In seinen Berliner Jahren hat Dr. Schneider, nach seinen eigenen Worten, die "höhere Mathematik" für seine späteren Erfolge gelernt. Zusammen mit Dr. Arndt baute er eine Industriegruppe auf, die sich von den üblichen Konzernen durch eine Mischung von Vermögenswerten verschiedener Firmen unterschied. Diese Minderung der geschäftlichen Risiken durch eine Gruppierung verschiedener Interessen in einer gemeinsamen Dachgesellschaft ist auch heute noch ein wesentliches Merkmal der unternehmerischen Betätigung Dr. Schneiders.

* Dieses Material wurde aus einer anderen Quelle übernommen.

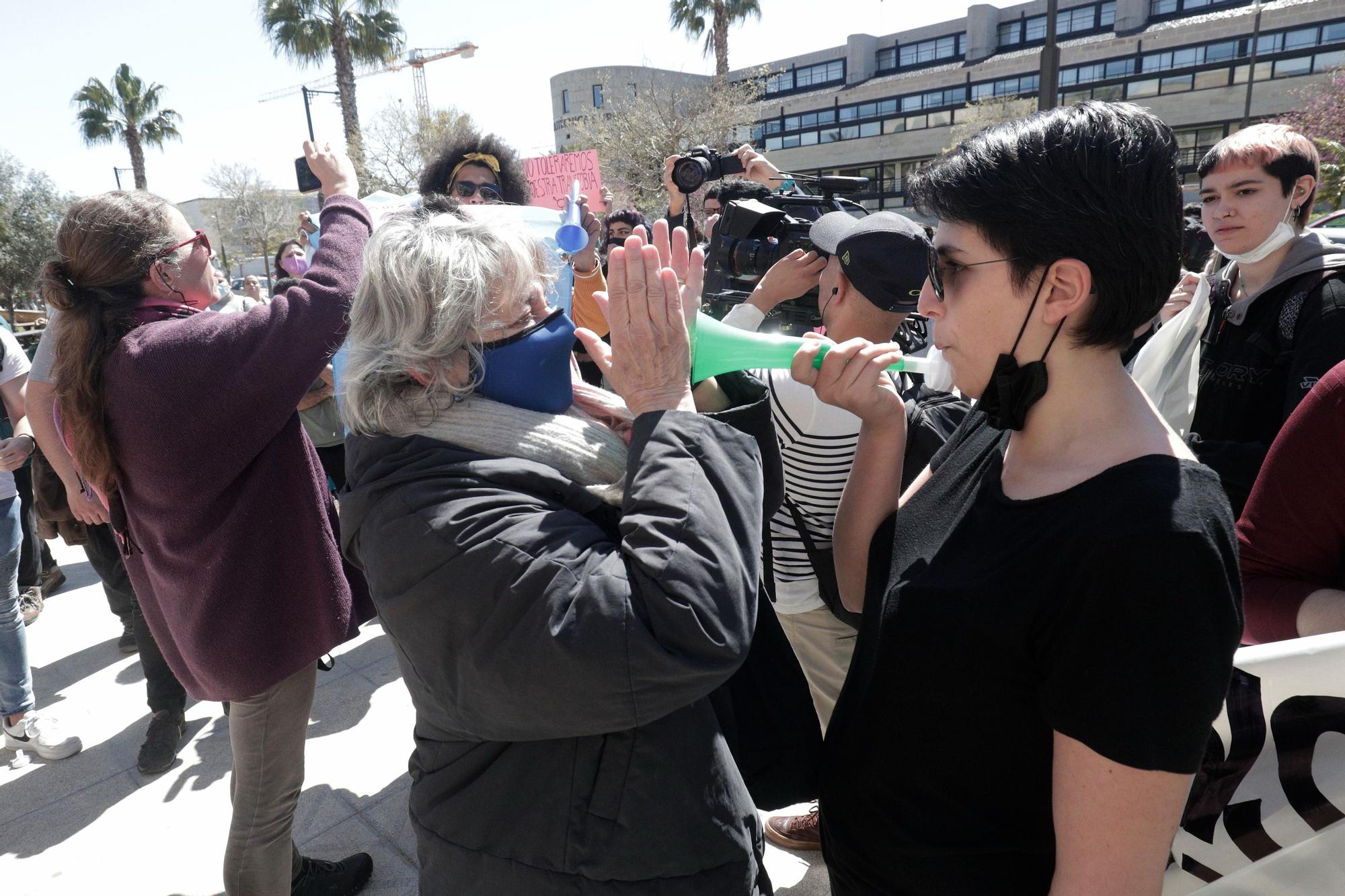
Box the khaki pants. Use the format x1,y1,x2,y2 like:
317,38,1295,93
777,607,857,735
225,663,317,896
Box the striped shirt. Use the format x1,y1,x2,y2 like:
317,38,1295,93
724,302,877,614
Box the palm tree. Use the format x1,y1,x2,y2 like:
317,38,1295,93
73,62,182,190
670,0,761,78
258,0,402,180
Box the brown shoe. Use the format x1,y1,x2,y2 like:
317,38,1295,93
765,803,822,849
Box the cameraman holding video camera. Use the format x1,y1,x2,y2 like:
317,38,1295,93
663,142,785,237
705,206,929,849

Als Dr. Arndt unter der Herrschaft des Nationalsozialismus Deutschland verlassen mußte, übernahm Schneider die gesamte Gruppe, um seinem Freund und Partner dessen Anteile später zurückzugeben, was nach dem Krieg geschehen konnte. Aus Altersgründen schied Dr. Arndt 1955 aus. In dem Bankhaus C. G. Trinkhaus und in der Berliner Handelsgesellschaft fand Dr. Schneider neue Partner für seine Holding, zu der die Lingner-Werke GmbH ("Odol"), früher Dresden jetzt Düsseldorf, und unter anderem die Stahl- und Apparatebaufirmen Hein, Lehmann & Co. AG, Düsseldorf, und Hilgers AG, Rheinbrohl, gehören. Die Interessen Schneiders reichen heute von der Kohle über Chemie und Eisenverarbeitung bis zur Herstellung von Konsumwaren. Als Vorsitzender der Dachgesellschaft Kohlensäure-Industrie AG und deren Organtochter sowie als Vorsitzer oder Mitglied des Aufsichtsrats bei den verschiedenen Beteiligungen nimmt er bei allen entscheidenden Fragen persönlichen Einfluß auf die Gesellschaftspolitik der Unternehmen.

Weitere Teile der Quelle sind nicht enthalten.